Dire que le recrutement « local » est la conséquence de la désorganisation du marché universitaire français ne revient pas à le cautionner. Au contraire. Car même si le recrutement « local » peut permettre de recruter de « bons » étudiants (dans la mesure où ils ont été évalués en interne pendant leurs années de thèse par le département qui les recrute), ce type de procédure choque le sens de la justice de quiconque sait faire la différence entre « justice des résultats » et « justice procédurale » [4]. Peu importent les résultats de l’évaluation (quand bien même un bon étudiant serait recruté), si la procédure est viciée, où si elle est tout simplement inexistante, on est en droit de dénoncer l’injustice des procédures de recrutement. Ainsi s’explique que les opposants au nouveau décret dénoncent les possibilités de « népotisme » et de favoritisme qu’il ouvre en donnant la possibilité d’obtenir de meilleures conditions de travail à certains (qui pourraient mettre en concurrence plusieurs institutions souhaitant les embaucher), alors qu’aucun contrôle de la justice procédurale de l’évaluation produite par le marché n’est actuellement en place.
Évaluation par le marché ou évaluation par l’institution : deux modèles opposés
Dans la mesure où la LRU et le décret sur le statut des enseignants-chercheurs mis en place actuellement par le gouvernement permettent aux enseignants-chercheurs de négocier auprès de leur université un meilleur statut (salaire, charges de cours etc.), ces réformes vont créer de facto un marché des enseignants-chercheurs [5]. Ceux-ci iront chercher ailleurs les conditions de travail qu’ils désirent, si leur université ne les leur fournit pas. Le marché devient alors un mécanisme d’évaluation central du système. Il faut donc qu’il assure une forme de justice dans la distribution des biens, ici des postes et des conditions de travail. En Amérique du Nord, la possibilité d’obtenir une offre d’une université concurrente est un facteur de progression de carrière aussi important que l’obtention de la titularisation. Pour garder un chercheur qui obtient une offre alléchante, une université devra lui accorder les conditions qu’il exige. Mais ici, contrairement à la France, les évaluations lors des recrutements sont collégiales, ce qui donne à la communauté universitaire le sens que les procédures sont justes, et que les décisions ne lui échappent pas. En d’autres termes, la collégialité du recrutement est la pierre de touche, ou le contrepoids nécessaire, d’un système dans lequel les offres de recrutement et donc le marché est, de facto, un mécanisme central d’évaluation des universitaires.

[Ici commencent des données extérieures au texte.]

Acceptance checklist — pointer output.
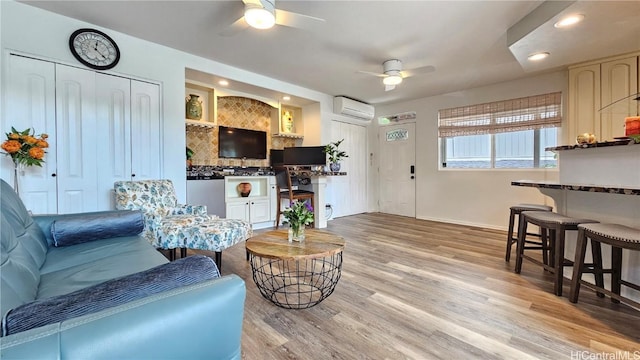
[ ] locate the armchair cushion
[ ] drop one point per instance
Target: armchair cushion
(83, 228)
(186, 271)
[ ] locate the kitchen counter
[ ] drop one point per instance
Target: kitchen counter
(600, 182)
(578, 187)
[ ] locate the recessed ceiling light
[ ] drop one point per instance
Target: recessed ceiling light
(569, 20)
(538, 56)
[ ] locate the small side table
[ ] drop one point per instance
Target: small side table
(296, 275)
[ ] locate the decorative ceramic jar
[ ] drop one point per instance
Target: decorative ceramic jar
(296, 233)
(244, 189)
(287, 122)
(194, 107)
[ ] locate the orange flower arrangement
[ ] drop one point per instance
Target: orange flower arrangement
(25, 148)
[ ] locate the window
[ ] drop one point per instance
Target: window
(510, 134)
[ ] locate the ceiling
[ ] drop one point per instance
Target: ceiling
(470, 43)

Devant cet enjeu, qu’a fait le gouvernement ? Il a choisi d’ignorer le problème posé par les carences des procédures de recrutement. Certains conseillers ont pu penser qu’en situation de pénurie de postes, la sursélection garantissait la qualité des recrutements. Mais c’est là faire une erreur grossière que réduire le sens de la justice à celle des résultats, et d’oublier l’importance de la justice procédurale. Le gouvernement est doublement fautif puisqu’il a même accentué les défauts de l’ancien système : les nouvelles commissions de spécialistes risquent d’accroître la distance entre ceux qui décident au sein des commissions et les futurs collègues de ceux qui seront recrutés au sein des laboratoires et départements.

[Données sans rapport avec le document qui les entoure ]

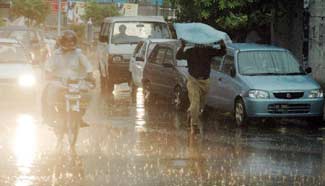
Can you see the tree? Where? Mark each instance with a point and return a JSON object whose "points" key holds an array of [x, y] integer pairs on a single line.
{"points": [[35, 11], [97, 12]]}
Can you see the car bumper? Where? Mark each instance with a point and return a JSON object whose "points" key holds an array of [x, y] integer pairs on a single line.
{"points": [[119, 72], [284, 108], [15, 93]]}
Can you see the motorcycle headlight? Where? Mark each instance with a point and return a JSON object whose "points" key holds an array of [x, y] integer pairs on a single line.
{"points": [[318, 93], [258, 94], [117, 59], [27, 80]]}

On comprend dès lors pourquoi le gouvernement cherche aujourd’hui à contourner ce problème en établissant des critères technocratiques qui permettront de créer des « évaluations par l’institution » (plutôt que par le marché universitaire) en demandant aux équipes de direction des universités d’élaborer des critères comptables pour juger leurs enseignants-chercheurs, afin de décider comment seront distribuées les grâces (dispenses de cours, congés sabbatiques, etc.). Selon une tradition bien française, le gouvernement refuse de laisser un marché organisé de façon collégiale opérer librement, et préfère remettre à quelques évaluateurs technocratiques le choix de distribuer les bons points et les mauvais points à l’interne, dans chaque institution isolée, et selon un modèle hiérarchique.

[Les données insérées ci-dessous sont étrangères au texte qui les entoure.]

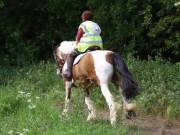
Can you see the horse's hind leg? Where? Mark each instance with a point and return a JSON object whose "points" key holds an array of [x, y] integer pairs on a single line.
{"points": [[110, 101], [68, 85], [90, 105]]}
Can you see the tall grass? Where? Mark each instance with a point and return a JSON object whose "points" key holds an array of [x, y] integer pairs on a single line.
{"points": [[31, 102], [32, 98]]}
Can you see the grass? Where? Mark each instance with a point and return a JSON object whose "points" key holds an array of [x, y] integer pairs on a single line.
{"points": [[31, 103], [32, 98]]}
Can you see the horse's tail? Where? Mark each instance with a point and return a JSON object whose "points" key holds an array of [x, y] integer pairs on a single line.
{"points": [[128, 85]]}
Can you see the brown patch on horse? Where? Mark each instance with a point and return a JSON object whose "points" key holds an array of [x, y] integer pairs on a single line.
{"points": [[109, 57], [84, 72], [115, 78]]}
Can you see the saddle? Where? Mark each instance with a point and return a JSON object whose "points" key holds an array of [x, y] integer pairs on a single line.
{"points": [[90, 49]]}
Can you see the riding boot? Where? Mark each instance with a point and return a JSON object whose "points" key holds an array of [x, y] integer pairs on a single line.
{"points": [[68, 71]]}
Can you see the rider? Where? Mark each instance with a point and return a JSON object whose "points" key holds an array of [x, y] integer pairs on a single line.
{"points": [[87, 38]]}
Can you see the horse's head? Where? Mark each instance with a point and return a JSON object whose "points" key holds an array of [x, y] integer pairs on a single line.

Le décret préparé par le gouvernement stipule en effet que nos collègues français seront évalués par leur université tous les quatre ans. C’est là le signe que l’évaluation sera organisée selon des critères plus bureaucratiques que collégiaux et académiques. On peut craindre que les universités décident, comme, ce fut le cas en Grande Bretagne durant les années Thatcher de s’inspirer des méthodes de management soi-disant rationnelles [6], alors que ces méthodes sont aveugles au tissu sociologique qui permet aux chercheurs de produire des savoirs nouveaux. Un exemple : comment les procédures d’évaluation vont-elles aborder l’épineux problème de l’égalité hommes-femmes ? On sait que la maternité pénalise les carrières des femmes, ou plutôt qu’elle bonifie celles des hommes, à l’université comme ailleurs. Si les critères sont ceux du nombre de publication, comment une jeune femme pourra-t-elle prétendre à un avancement similaire à ceux de ses collègues hommes si son rythme de publication a été ralenti par une maternité ? Avec quelles règles d’évaluation cette question va-t-elle être tranchée ? Suivant quels principes de justice et d’égalité ? La question a-t-elle seulement effleuré les rédacteurs de la loi alors même que la « disparition » des femmes au fur et à mesure que l’on augmente dans la hiérarchie universitaire constitue un des exemples de plafond de verre les plus problématiques de la fonction publique ? [7]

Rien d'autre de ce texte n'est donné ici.